All human beings are born free and equal in dignity and rights,
and, endowed as they are with reason and conscience,
they should act fraternally towards one another.
UN
The teaching of photography is a key instrument for fostering creativity and the inclusion of people with functional diversity.
To create and communicate means to take an active part in the society to which one belongs.
Every human being has the ability to look, with their eyes and/or with emotion. There are great photographers with functional diversity who have an important artistic body of work: Evgen Bavcar, Pete Eckert, Gerando Nigenda, Carme Ollé, Cristina García Rodero, Judith Scott, Victor Meliveo, Luis Lugán o Dan Miller, are just a few examples.
Photography is valid in all environments; it communicates and makes visible realities that most of us do not see. For this reason, it is a powerful instrument for intervention and social inclusion.
The APAMI Association of Catarroja invited us to conduct a photography workshop. The members of APAMI are people with functional diversity and their families. They belong to a small leisure and free-time association, and among their objectives is achieving greater visibility and recognition.
The workshop took place outdoors on a summer afternoon. We began by having a snack, chatting, and laughing. We proposed exercises that turned into photographic accompaniments; we demonstrated how to hold the camera—sometimes a challenging task—how to focus, and how to shoot. We didn’t need to teach them how to look; they already knew.
We were all photographers and models. Entire families posing, a contagious excitement for the newly discovered tool. Happy photographers and families amazed by the results, although, between the excitement and the camera buttons, many photographs were accidentally deleted.
Photography is an act of seeing; it situates us in reality, allowing diverse individuals to capture fragments of their lives, their present, and providing them with an accessible tool to express, communicate, reveal themselves, and share their human, sensitive, and aesthetic concerns with complete autonomy. To focus on others as they are, to blur out what we do not like.

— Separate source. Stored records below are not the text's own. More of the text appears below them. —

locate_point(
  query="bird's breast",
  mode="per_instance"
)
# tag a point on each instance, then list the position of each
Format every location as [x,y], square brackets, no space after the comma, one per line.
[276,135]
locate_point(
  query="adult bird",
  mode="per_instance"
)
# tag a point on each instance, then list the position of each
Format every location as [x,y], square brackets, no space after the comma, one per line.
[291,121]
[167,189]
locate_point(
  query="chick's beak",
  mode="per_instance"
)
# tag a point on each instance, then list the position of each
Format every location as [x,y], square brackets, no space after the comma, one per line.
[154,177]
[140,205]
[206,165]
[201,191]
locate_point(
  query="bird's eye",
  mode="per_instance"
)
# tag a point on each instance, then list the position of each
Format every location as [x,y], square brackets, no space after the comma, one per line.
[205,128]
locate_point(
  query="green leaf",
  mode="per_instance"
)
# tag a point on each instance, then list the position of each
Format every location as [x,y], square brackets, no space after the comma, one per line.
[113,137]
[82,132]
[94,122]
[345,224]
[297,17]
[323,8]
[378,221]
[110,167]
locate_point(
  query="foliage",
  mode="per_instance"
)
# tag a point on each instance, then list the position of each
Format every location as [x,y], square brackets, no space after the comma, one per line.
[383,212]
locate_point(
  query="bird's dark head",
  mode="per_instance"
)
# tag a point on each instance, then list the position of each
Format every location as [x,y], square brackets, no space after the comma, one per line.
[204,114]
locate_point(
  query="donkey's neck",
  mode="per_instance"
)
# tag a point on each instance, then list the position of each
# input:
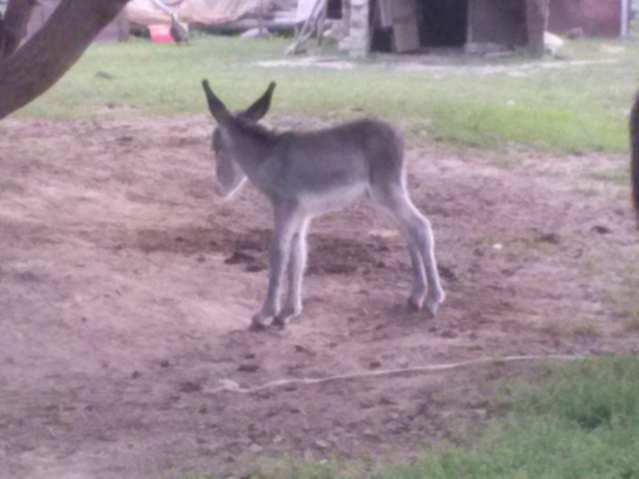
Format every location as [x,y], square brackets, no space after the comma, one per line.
[253,143]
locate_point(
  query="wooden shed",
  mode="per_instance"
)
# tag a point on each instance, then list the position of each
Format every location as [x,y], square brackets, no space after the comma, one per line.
[477,26]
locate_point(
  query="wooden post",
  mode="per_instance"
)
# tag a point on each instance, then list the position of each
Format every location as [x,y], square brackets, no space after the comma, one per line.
[537,23]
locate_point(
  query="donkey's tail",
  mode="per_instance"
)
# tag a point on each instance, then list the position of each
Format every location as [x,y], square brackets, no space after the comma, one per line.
[634,151]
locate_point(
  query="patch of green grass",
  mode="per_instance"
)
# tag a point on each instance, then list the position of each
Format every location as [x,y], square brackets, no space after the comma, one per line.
[494,104]
[576,420]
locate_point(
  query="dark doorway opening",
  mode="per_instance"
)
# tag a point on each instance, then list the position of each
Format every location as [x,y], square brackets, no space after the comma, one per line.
[442,23]
[419,24]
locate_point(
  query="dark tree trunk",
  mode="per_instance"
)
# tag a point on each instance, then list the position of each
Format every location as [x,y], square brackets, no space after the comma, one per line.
[14,27]
[46,57]
[634,155]
[537,21]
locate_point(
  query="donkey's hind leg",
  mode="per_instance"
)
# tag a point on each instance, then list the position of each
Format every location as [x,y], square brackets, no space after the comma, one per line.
[417,231]
[297,263]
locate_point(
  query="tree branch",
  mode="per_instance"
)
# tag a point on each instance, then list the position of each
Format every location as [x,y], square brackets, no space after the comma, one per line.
[47,56]
[14,26]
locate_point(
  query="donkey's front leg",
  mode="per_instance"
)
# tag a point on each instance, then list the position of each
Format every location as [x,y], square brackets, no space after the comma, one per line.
[297,264]
[286,225]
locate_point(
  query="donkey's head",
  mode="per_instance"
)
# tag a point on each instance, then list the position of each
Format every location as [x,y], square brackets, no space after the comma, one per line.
[228,135]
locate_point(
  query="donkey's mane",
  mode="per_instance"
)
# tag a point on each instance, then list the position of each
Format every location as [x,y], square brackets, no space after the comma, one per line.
[255,130]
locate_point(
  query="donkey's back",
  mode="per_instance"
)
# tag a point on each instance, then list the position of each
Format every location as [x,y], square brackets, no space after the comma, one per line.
[340,162]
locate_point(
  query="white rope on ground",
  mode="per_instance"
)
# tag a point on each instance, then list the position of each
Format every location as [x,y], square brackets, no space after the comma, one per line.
[232,386]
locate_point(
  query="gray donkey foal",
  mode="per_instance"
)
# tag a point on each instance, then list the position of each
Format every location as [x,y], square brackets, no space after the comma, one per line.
[308,174]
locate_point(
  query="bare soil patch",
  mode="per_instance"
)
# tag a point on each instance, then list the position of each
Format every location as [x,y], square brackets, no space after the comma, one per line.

We have witnessed a unique and moving process, where excitement, smiles, and discovery were the protagonists of the afternoon. Photography was the excuse to create a few hours of inclusive society, integration through overcoming challenges and embracing normality.
The resulting images will be part of a project for the association. They reflect a normalizing and inclusive perspective, a deeper understanding of reality from the viewpoint of its own protagonists and their families.
We are convinced that artistic education enables personal and social transformations. In this sense, photographic practice can strongly promote social change.
Our goal has been to offer images that encourage reflection and empathy and, above all, to embrace the concept: We are equal, we are diverse, we all have the ability to look.